25970959.JPG

かなり前の話だが、そのとき所属していた外国法律事務所で大きな訴訟事件の開示手続に関係して大量の翻訳をしたことがある。3,4畳ほどのスペースが天井まで埋まるほどの書類が集まり、ひどく忙しい思いをしたが、実際は私はそのうち1箱ほどを翻訳しただけなのだろう。

その事務所が代理したのは、それより数年前にマスコミで激しく叩かれ、希代の悪党のように扱われ、私もそう思い込んでいた人物だった。財産を海外に隠したとしてバッシングされたこともあり、なぜ事務所は金の亡者のようなこんな人物を代理するのだろうと、内心では少々疑問に思っていた。
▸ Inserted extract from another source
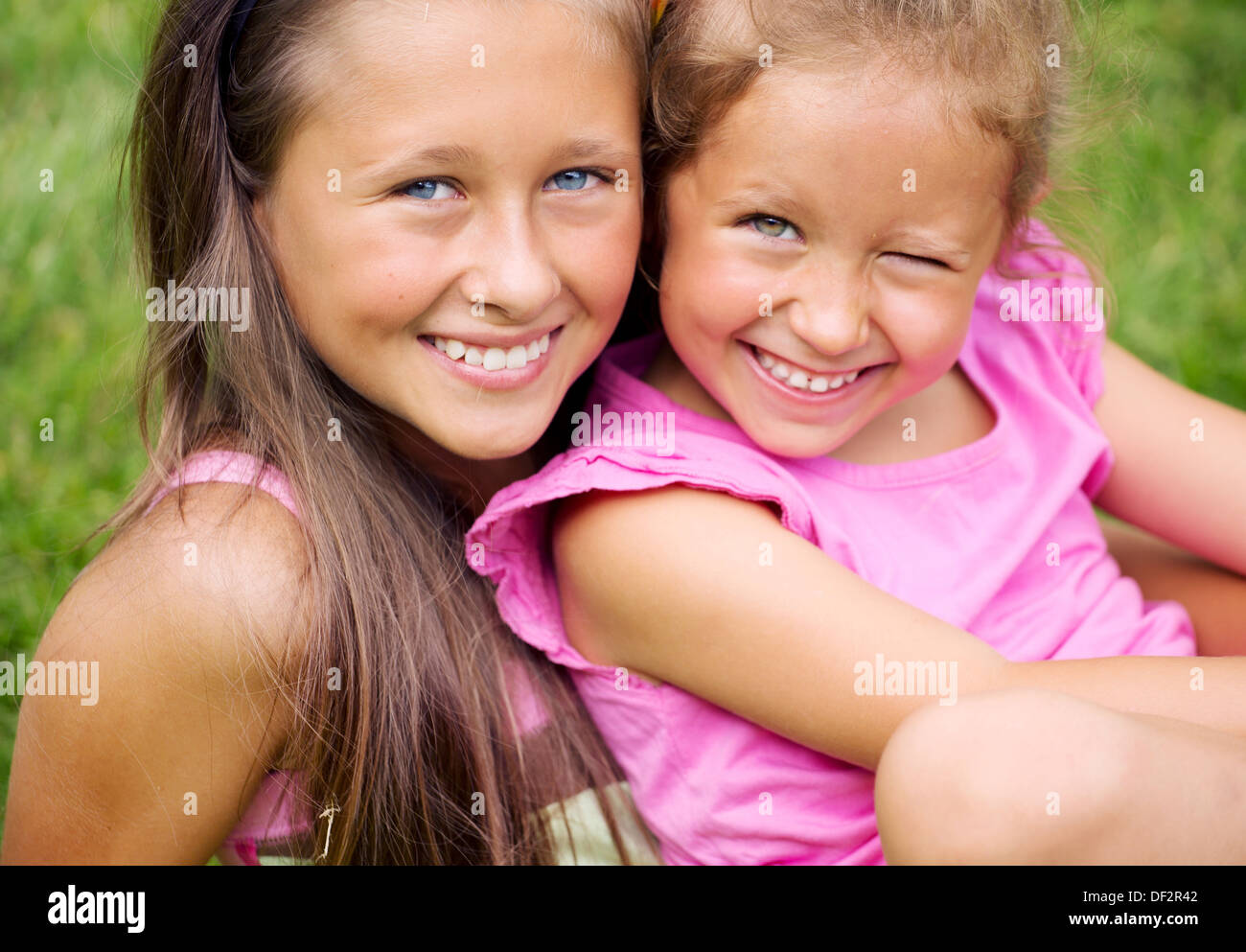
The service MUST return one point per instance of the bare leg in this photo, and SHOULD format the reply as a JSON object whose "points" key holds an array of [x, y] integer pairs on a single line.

この人物が原告で、日本のマスコミでは被害者とされた機関を被告とする海外での裁判だったのだが、翻訳が進むにつれ、自分が訳したちっぽけな範囲からも想像もしないことが次々に明らかになってきた。マスコミ報道によると騙された側であるはずの機関側の横暴や悪辣さ、希代の詐欺師、悪党であるはずの人物がその機関に振り回されている様子が浮かび上がってきたではないか。

結局この裁判では悪党とレッテルを貼られている人物が勝訴し、その機関が敗訴した。しかし、逮捕され、マスコミ報道などで社会的に葬り去られていたこの人物の会社は見事に解体されてしまっていたし、財産も多分、その海外で勝訴した物以外はすべて失われてしまっていたのではないだろうか。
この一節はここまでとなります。